Peter Müller und Benjamin Meinke stehen am Rand des großen Feldes, das nur fünf Gehminuten südlich vom Ortskern von Feldmoching liegt. "Lerchenauer Feld" nennen sie es. Wegen der Schneedecke erahnt man nur, dass der Acker zwischen Lerchenauer und Lerchenstraße noch immer von Bauern bewirtschaftet wird. Nicht mehr lange, denn in einigen Jahren wird dort eine Wohnsiedlung für mindestens 3700 Menschen entstehen. Müller und Meinke sind die beiden Geschäftsführer der "Wohn Park Lerchenauer Feld", eines Gemeinschaftsunternehmens zweier großer Immobilieninvestoren aus München und dem Umland. Müller vertritt die Bayerische Hausbau, die zur Schörghuber-Gruppe gehört, Meinke die Concept Bau. Die beiden Firmen haben in den vergangenen fünf Jahren den Acker Stück für Stück aufgekauft, von insgesamt 58 Eigentümern. "Es war ein ganz schöner Kraftakt", sagt Meinke, sich an die Verhandlungen erinnernd. Es hat geklappt, und nun ist die Wohn Park Eigentümerin von 53 Prozent des Feldes. Der Rest gehört der Stadt. Auch sie will die 23 Hektar große Siedlung zwischen Lerchenauer und Lerchenstraße, das hat der Stadtrat im Dezember noch einmal bekräftigt.

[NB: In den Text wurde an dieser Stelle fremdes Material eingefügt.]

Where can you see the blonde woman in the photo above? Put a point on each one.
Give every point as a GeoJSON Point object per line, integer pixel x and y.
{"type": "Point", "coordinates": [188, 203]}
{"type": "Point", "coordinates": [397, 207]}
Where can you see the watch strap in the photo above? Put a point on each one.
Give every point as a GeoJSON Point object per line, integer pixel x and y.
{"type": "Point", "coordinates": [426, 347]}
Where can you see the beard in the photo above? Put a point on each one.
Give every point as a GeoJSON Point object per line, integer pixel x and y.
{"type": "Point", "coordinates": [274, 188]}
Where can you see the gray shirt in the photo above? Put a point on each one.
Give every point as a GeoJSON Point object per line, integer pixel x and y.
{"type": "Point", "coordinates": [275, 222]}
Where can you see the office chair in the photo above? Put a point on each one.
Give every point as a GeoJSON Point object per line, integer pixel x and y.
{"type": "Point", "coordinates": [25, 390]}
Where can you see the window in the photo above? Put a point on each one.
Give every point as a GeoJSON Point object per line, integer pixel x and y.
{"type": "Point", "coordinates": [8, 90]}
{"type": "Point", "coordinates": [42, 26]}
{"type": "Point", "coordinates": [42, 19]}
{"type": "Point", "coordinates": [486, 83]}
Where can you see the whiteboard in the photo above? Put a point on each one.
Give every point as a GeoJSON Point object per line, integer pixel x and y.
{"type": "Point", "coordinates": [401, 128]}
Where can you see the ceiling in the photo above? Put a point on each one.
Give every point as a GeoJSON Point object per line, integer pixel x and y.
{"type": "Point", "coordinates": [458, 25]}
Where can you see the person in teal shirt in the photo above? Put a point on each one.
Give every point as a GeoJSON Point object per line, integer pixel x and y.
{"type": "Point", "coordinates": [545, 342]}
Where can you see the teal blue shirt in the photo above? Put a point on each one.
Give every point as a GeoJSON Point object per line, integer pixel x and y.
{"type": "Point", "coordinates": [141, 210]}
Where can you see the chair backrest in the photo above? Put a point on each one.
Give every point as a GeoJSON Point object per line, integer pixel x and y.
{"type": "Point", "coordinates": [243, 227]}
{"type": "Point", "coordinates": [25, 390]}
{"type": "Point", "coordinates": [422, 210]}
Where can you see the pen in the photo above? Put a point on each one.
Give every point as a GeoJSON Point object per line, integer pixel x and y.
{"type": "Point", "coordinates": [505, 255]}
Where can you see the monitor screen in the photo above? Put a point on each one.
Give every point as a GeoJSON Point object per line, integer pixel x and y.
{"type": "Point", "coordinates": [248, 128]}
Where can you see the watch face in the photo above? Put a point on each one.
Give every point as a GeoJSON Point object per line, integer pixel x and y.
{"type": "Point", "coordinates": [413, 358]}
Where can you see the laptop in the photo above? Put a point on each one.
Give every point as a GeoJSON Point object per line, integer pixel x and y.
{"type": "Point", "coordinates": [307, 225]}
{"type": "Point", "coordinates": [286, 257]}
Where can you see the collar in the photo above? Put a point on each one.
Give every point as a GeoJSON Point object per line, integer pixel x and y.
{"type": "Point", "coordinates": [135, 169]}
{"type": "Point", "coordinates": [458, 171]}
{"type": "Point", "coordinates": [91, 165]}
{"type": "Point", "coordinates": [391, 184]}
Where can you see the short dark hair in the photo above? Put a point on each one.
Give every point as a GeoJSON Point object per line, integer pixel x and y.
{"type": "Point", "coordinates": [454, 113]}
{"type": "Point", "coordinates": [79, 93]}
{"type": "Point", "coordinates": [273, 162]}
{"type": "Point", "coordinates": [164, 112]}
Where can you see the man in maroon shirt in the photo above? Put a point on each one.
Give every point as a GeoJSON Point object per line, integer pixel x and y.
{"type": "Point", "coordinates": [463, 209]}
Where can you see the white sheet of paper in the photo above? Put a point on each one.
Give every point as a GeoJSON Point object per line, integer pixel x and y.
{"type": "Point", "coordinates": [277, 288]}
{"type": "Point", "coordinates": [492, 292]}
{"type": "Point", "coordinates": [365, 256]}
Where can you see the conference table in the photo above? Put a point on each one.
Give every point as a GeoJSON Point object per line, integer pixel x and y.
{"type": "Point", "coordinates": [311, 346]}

Um die 1600 Wohnungen werden gebaut werden, so viel steht fest. Wie sie aussehen werden, allerdings noch nicht. Dafür muss die Stadt erst einen Bebauungsplan ausarbeiten, der sich an einem städtebaulichen Wettbewerb orientiert. Architekturbüros aus ganz Europa konnten sich bis vor Kurzem um die Teilnahme bewerben. Drei vorläufige Entwürfe setzen ihnen einen Rahmen.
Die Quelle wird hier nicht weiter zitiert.